The purpose of the shoot was to highlight that however a woman chooses to express herself through clothing, she is never “asking” to be raped and the blame lies entirely with the attacker, not the victim.

It may sound obvious, but one Amnesty International survey found that more than a quarter of people believe women are at least partially responsible for their rape if they wear “sexy” or revealing clothing.

The same poll found that one in three people believe that women who behave flirtatiously are at least partially responsible if they are raped.

 

Organisers of ThisDoesntMeanYes have attacked this “insidious fable”. 

“There’s a myth that surrounds women,” they write on their website. 

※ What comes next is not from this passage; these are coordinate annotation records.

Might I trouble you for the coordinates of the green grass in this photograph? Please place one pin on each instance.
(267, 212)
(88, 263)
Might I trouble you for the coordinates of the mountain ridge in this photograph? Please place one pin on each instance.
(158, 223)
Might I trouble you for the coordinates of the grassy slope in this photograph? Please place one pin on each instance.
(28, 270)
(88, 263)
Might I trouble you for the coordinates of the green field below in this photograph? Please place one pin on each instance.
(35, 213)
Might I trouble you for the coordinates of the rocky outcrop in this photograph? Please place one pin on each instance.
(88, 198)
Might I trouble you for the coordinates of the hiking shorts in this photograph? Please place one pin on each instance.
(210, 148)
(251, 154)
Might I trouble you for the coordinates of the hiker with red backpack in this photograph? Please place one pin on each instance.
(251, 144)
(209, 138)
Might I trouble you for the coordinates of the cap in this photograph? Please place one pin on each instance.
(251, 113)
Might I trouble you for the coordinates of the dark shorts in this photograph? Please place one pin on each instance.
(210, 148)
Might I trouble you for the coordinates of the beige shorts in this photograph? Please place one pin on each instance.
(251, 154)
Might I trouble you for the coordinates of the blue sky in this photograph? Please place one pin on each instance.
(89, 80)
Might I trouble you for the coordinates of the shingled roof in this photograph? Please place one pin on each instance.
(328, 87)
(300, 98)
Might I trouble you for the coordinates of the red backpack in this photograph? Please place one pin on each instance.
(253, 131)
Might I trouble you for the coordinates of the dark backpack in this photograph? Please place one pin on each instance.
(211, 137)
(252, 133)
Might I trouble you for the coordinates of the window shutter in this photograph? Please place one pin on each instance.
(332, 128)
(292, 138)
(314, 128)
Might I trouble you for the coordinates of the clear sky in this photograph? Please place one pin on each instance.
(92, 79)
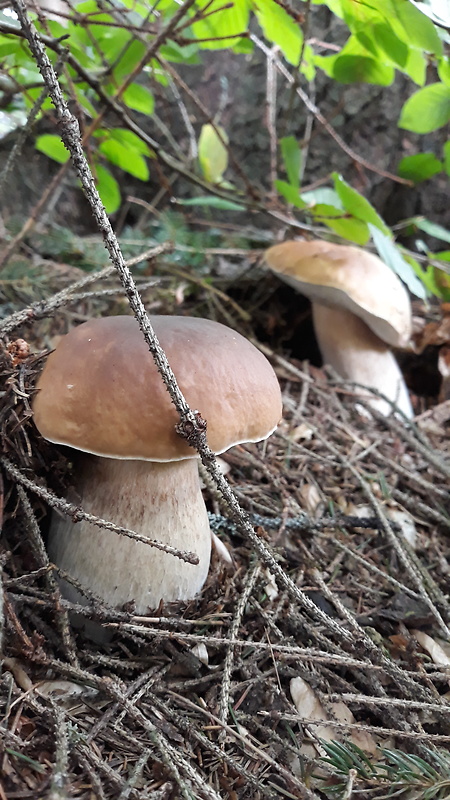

“Women who dress or behave suggestively, women who are playful or act provocatively, women who flirt openly or discuss sex - they’re ‘asking for it’. It’s an insidious fable, and it needs to stop,” they state.

“Every woman has a right to freedom of expression. No woman deserves to be raped for it.

“No one should be able to blame rape on a short skirt. A short skirt can’t talk - a short skirt can’t say ‘yes’.”

One of the key aims of #ThisDoesntMeanYes is to initiate meaningful discussion around the issue of consent. For the activists behind the project the only form of consent should be “an active and embodied ‘Yes’.”

“This campaign is so powerful,” says Rachel. “Even if it can’t change the attitudes of every man and woman overnight about what an outfit means, it is showing solidarity with people who've gone through sexual violence”.

“They are supporting the women and loosening the shame, making them feel aware that they shouldn’t feel any shame. It makes it easier to get dressed in the morning.”

Rachel says that since her attack she has felt compelled to cover up in a bid to make herself “invisible”, and has also begun obsessing over what kind of “message” an outfit might convey.

“Trying to go on a date for the first time [after being raped] I spent about five hours in front of my wardrobe trying to work out what message I would give off. I was really anxious and cancelled my date,” she says.

“I started wearing clothes that would make me as invisible as possible - no patterns, nothing to draw attention to me. It became so I was dressing so I didn’t get raped.

“Only recently have I been wearing skirts. Putting a skirt on feels like a direct act of rebellion. I know if something happens to me while I'm wearing this people will be asking what the length of the skirt was.

“The choice of clothing isn't the choice of sex. The fact that you’re aroused by someone wearing a particular type of clothing doesn't give you a right to that person or to have sex with them,” she says.

“Crucially this comes down to consent. If there isn’t consent, it’s rape.”